I would be more interested in a classical 14 string guitar but a 7 string steel with a cutaway would be very useful to me. Either acoustic or acoustic electric.


----------



## yevetz (Jun 6, 2008)

Electro-Acoustic (Cutaway)
With Nylon please


----------



## Wolfv11 (Jun 6, 2008)

-steel string.
-spruce top
-natural finish to keep costs resonable.
-a cutaway is the best option IMO most of the ppl who would buy this would probably need a cutaway. and its not really the end of the world for those who dont want it.
-a pickup system would be great. if need be however, if not, i can always install some piezo contraption. an onboard tuner would be great.
-a 14 string would be a counterpart. especially for the 7 only dudes. 
come to think of it, why not make a double neck interceptor 7+14?


----------



## b3n (Jun 6, 2008)

wannabguitarist said:


> plain natural finish so money could be spent on features


----------



## dream-thief (Jun 6, 2008)

> _plain natural finish so money could be spent on features_


 


as has been said several times by a few people, Many are more interested in a good price rather than specific woods, And i'll add another vote to that.


----------



## Desecrated (Jun 6, 2008)

Wolfv11 said:


> -steel string.
> -spruce top
> -natural finish to keep costs resonable.
> -a cutaway is the best option IMO most of the ppl who would buy this would probably need a cutaway. and its not really the end of the world for those who dont want it.
> ...



A double neck would kill, slay and destroy everything in it's way. I vote for that.


----------



## ZeroSignal (Jun 6, 2008)

Why is everyone saying "natural finish to keep the costs down"?  I direct you to my post on the previous page with a 12 string with a great finish for only $199.


----------



## Desecrated (Jun 6, 2008)

ZeroSignal said:


> Why is everyone saying "natural finish to keep the costs down"?  I direct you to my post on the previous page with a 12 string with a great finish for only $199.

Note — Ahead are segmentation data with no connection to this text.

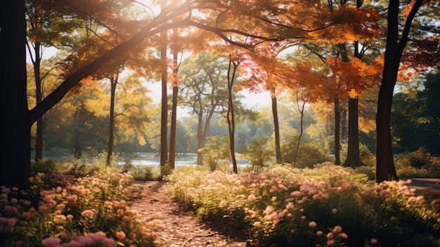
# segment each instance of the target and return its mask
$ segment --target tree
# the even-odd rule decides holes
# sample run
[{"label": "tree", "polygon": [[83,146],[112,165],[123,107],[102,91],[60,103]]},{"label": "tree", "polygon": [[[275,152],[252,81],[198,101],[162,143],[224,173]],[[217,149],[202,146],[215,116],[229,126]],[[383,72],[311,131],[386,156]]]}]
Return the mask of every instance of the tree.
[{"label": "tree", "polygon": [[0,4],[0,181],[27,187],[30,175],[30,123],[26,99],[25,1]]},{"label": "tree", "polygon": [[297,142],[296,151],[295,154],[295,158],[293,160],[293,165],[295,166],[297,163],[297,159],[298,158],[298,154],[299,153],[299,144],[301,144],[301,137],[302,137],[302,134],[304,132],[304,107],[306,104],[308,103],[309,99],[310,92],[307,91],[306,89],[302,88],[299,89],[297,91],[295,92],[297,101],[297,109],[300,115],[300,125],[299,125],[299,135],[298,136],[298,141]]},{"label": "tree", "polygon": [[235,79],[237,68],[240,63],[234,61],[232,55],[229,55],[229,65],[228,66],[228,110],[226,112],[226,121],[229,130],[229,145],[231,146],[231,159],[232,160],[232,170],[233,173],[238,173],[237,167],[237,159],[235,158],[235,116],[234,114],[234,104],[232,90]]},{"label": "tree", "polygon": [[198,151],[203,156],[203,164],[207,165],[209,171],[217,168],[224,168],[231,158],[231,153],[228,148],[228,137],[209,137],[206,146]]},{"label": "tree", "polygon": [[[252,166],[252,170],[258,171],[258,167],[263,167],[273,157],[272,148],[268,148],[267,143],[270,137],[263,137],[252,140],[241,153]],[[257,169],[255,167],[257,167]]]},{"label": "tree", "polygon": [[[67,21],[58,11],[44,11],[44,2],[26,1],[26,21],[27,25],[27,42],[29,56],[33,65],[35,81],[35,100],[39,104],[44,97],[42,81],[47,77],[50,70],[41,74],[41,59],[46,46],[65,44],[69,42],[68,36],[78,26],[78,23]],[[61,44],[63,43],[63,44]],[[43,117],[37,121],[35,143],[35,161],[43,158]]]},{"label": "tree", "polygon": [[[205,146],[209,124],[215,113],[221,113],[221,106],[228,103],[226,82],[227,67],[226,56],[203,52],[186,59],[181,65],[182,88],[180,102],[191,109],[198,118],[198,149]],[[198,165],[202,156],[198,155]]]},{"label": "tree", "polygon": [[[423,0],[415,0],[405,22],[403,30],[399,30],[400,3],[390,0],[388,6],[388,31],[384,58],[384,70],[377,101],[376,115],[376,182],[396,180],[397,174],[393,160],[391,137],[391,109],[394,85],[397,80],[399,64],[406,46],[410,28],[415,13]],[[400,35],[400,37],[399,37]]]}]

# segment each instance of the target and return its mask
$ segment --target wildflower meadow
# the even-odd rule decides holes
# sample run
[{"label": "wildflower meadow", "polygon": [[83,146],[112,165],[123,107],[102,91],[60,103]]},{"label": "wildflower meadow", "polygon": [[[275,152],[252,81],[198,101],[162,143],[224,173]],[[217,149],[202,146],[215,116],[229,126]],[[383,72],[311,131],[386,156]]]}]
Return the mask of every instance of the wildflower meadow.
[{"label": "wildflower meadow", "polygon": [[410,181],[377,184],[330,163],[238,175],[182,170],[167,179],[182,205],[259,246],[440,246],[439,191]]},{"label": "wildflower meadow", "polygon": [[1,187],[0,246],[154,246],[153,229],[136,221],[129,207],[131,175],[72,169],[39,172],[30,181],[28,191]]},{"label": "wildflower meadow", "polygon": [[[1,188],[0,246],[155,246],[166,219],[136,220],[129,172],[53,168],[40,166],[28,191]],[[238,174],[183,166],[162,178],[182,208],[250,246],[440,246],[440,191],[410,181],[375,184],[331,163]]]}]

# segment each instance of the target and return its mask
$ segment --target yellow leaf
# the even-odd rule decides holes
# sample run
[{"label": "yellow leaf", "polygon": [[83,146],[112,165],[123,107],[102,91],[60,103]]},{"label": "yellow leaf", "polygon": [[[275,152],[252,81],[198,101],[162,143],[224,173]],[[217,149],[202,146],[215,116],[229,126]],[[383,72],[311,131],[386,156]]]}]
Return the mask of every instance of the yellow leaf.
[{"label": "yellow leaf", "polygon": [[356,98],[358,96],[359,94],[358,94],[358,92],[356,91],[356,90],[354,89],[351,89],[350,90],[350,91],[349,91],[349,97],[350,97],[351,99]]}]

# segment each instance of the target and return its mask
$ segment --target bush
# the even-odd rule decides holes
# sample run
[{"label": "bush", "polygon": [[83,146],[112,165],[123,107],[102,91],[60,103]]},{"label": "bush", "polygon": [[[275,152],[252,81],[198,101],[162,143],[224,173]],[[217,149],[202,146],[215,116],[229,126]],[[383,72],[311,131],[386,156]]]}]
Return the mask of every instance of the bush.
[{"label": "bush", "polygon": [[242,151],[242,157],[252,166],[252,170],[258,171],[273,158],[273,150],[267,146],[269,137],[253,140]]},{"label": "bush", "polygon": [[203,165],[209,171],[227,170],[231,160],[230,148],[228,137],[208,137],[208,143],[198,152],[203,156]]},{"label": "bush", "polygon": [[331,161],[332,160],[328,155],[323,153],[322,147],[319,144],[306,143],[299,146],[295,167],[311,168],[315,164]]},{"label": "bush", "polygon": [[440,158],[425,153],[422,148],[408,154],[400,154],[394,160],[397,175],[399,177],[440,177]]}]

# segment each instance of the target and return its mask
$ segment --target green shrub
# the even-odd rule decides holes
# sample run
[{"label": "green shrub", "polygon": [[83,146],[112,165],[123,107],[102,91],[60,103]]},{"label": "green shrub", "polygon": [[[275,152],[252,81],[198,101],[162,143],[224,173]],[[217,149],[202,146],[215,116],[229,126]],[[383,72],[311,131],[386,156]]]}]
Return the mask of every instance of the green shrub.
[{"label": "green shrub", "polygon": [[316,164],[331,161],[332,158],[322,151],[318,144],[305,143],[299,146],[295,167],[311,168]]},{"label": "green shrub", "polygon": [[229,170],[231,147],[228,137],[208,137],[207,144],[198,152],[203,156],[203,165],[210,171]]},{"label": "green shrub", "polygon": [[31,162],[31,174],[37,172],[50,172],[56,170],[56,161],[54,160],[41,160],[37,162]]},{"label": "green shrub", "polygon": [[252,166],[252,170],[257,171],[273,158],[273,150],[267,146],[270,137],[263,137],[253,140],[246,148],[242,151],[242,156]]},{"label": "green shrub", "polygon": [[423,148],[408,154],[399,154],[394,160],[397,175],[399,177],[440,177],[440,158],[425,153]]}]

Because we want to pay less then 199 us dollar hahahahahah


----------



## Mattmc74 (Jun 6, 2008)

I would want the Electro-Acoustic (Cutaway) . But I don't think they should just narrow it down to one model. They should have at least 4 models to choose from.


----------



## progmetaldan (Jun 6, 2008)

My preference would be for an electric/acoustic with cutaway, but I'd want a nylon string AND a steel string version...


----------



## b3n (Jun 6, 2008)

ZeroSignal said:


> Why is everyone saying "natural finish to keep the costs down"?  I direct you to my post on the previous page with a 12 string with a great finish for only $199.



I'd wouldn't mind paying $199 (what's that, about £12 or something? ) but I'd rather that cash went into producing a better sounding instrument, rather than a better looking one.


----------



## Wolfv11 (Jun 6, 2008)

Desecrated said:


> A double neck would kill, slay and destroy everything in it's way. I vote for that.



I would slay the blood of millions to get a double 7, one fretted one fretless ( the thought it such an instrument......makes things happen.....)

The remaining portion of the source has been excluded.